Whilst the overnight slide to below $1,300 appears negative for spot gold prices, the US Dollar index continues to hover above its five-week low suggesting bullish undertones for precious metal. The slide below the $1,300 mark comes as positive Western data placed pressure on the metal. Following the fall past $1,300 technical selling forced the price lower and demand in China was disappointing.
Given further economic data releases are set to be positive, many analysts expect to the see the spot gold price fall further, possibly to $1285. This is likely to trigger demand in China, which at the moment remains stagnant.
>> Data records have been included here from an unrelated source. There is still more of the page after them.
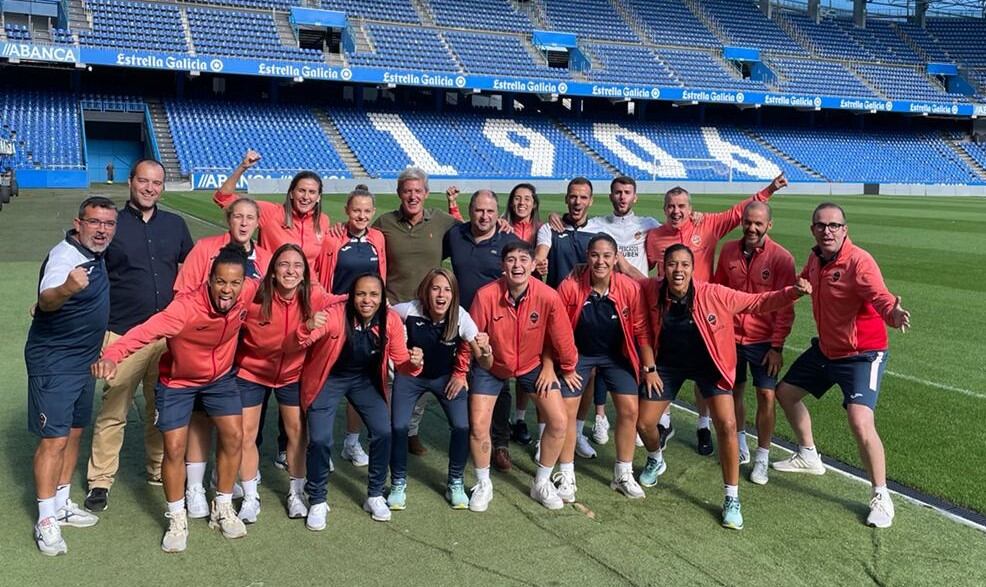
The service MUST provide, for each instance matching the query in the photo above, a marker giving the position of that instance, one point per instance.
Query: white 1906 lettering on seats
(539, 150)
(393, 125)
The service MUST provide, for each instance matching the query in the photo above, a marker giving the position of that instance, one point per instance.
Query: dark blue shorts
(673, 378)
(613, 375)
(255, 394)
(482, 382)
(173, 405)
(56, 403)
(753, 355)
(859, 376)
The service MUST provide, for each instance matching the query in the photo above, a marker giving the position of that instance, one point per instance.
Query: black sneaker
(97, 499)
(519, 433)
(666, 434)
(704, 447)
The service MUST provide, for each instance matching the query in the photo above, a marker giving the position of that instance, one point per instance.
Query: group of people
(312, 312)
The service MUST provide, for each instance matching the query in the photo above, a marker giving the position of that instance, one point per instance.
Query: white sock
(46, 508)
(61, 496)
(194, 474)
(176, 506)
(250, 487)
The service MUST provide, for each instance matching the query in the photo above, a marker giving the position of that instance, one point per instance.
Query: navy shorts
(614, 376)
(56, 403)
(255, 394)
(753, 355)
(173, 405)
(673, 378)
(482, 382)
(859, 376)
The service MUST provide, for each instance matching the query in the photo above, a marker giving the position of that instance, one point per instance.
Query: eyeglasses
(833, 226)
(93, 223)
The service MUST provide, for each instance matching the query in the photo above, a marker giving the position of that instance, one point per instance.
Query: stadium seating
(220, 32)
(212, 135)
(48, 127)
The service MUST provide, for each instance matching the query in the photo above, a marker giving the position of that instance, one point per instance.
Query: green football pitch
(799, 530)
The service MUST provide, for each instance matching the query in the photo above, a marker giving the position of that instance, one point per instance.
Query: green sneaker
(731, 515)
(652, 470)
(456, 495)
(397, 499)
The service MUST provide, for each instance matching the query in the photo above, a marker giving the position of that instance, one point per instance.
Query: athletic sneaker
(354, 453)
(802, 462)
(600, 430)
(281, 460)
(456, 495)
(250, 509)
(881, 511)
(565, 485)
(666, 433)
(97, 500)
(48, 536)
(583, 448)
(397, 498)
(196, 502)
(732, 517)
(628, 486)
(759, 473)
(377, 508)
(482, 494)
(224, 517)
(72, 515)
(316, 517)
(652, 470)
(704, 446)
(296, 506)
(176, 538)
(546, 494)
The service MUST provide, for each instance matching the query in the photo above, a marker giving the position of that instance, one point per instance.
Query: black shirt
(142, 262)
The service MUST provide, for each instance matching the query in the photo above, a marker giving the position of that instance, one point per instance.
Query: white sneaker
(565, 485)
(628, 486)
(48, 536)
(224, 517)
(296, 506)
(583, 448)
(377, 508)
(196, 502)
(250, 509)
(316, 517)
(176, 538)
(881, 511)
(546, 494)
(355, 454)
(72, 515)
(802, 462)
(759, 473)
(482, 494)
(600, 431)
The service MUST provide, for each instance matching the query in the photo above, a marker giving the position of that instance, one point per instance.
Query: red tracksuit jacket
(770, 268)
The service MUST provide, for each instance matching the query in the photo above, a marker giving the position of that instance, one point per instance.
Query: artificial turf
(799, 530)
Dallas Fed fuels speculation
Dallas Fed President, Richard Fisher, one of QEs biggest critics, said that the Fed was getting closer to dialling back purchases as the unemployment numbers dropped last month. In a speech in Portland, Oregon yesterday he said, ‘Some have come to expect the Fed to keep the markets levitating indefinitely. This distorts the pricing of financial assets [and can lead to] a serious misallocation of capital.’
Positive economic data
China’s PMI data was better than expected, coming in above 50 (51.3) which suggests economic expansion. Markit’s Eurozone PMI performed as expected, giving the first reading above 50 since January 2012. Elsewhere in Europe, Britain’s businesses were also shown to be performing well.
As we pointed out in yesterday’s Social Gold Mine, India imported hardly any gold bullion for the third consecutive week last week. This is said to be placing pressure on today’s gold price.
Outflows from the SPDR Gold Trust ETF (GLD) also continued to fall. Holdings now stand at 917.14 tonnes.
Premiums on the Shanghai Gold Exchange are currently between $3-$4 above the London spot gold price, a fall of about 1%.
A better year for silver investing?
The silver price has most likely been the serious disappointment of all the precious metals so far this year. According to HSBC, it isn’t going to get much better. The bank believes the metal will trade between $17 – $23 an ounce for the remainder of the year. It has raised its annual forecast for 2013, from $21/oz to $22.90 an ounce.
Silver has benefitted from the gold restrictions in place in India. HSBC believes this will be a key fundamental in this year’s performance. Industrial and coin demand are also expected to remain strong. However, with no supply issues (at present) the bank believes there will be a constraint on further rallies. Mine output is expected to rise from 787 million ounces to 805 million ounces this year.
Silver, unlike gold, is expected to benefit from the positive economic outlook thanks to its industrial use. Manufacturers are likely to increase their demand for silver as business picks up.
One area that it is not likely to benefit however is silver ETFs; HSBC believe we are likely to see the ‘lowest annual increase on record’, from 20 million oz to 50 million oz.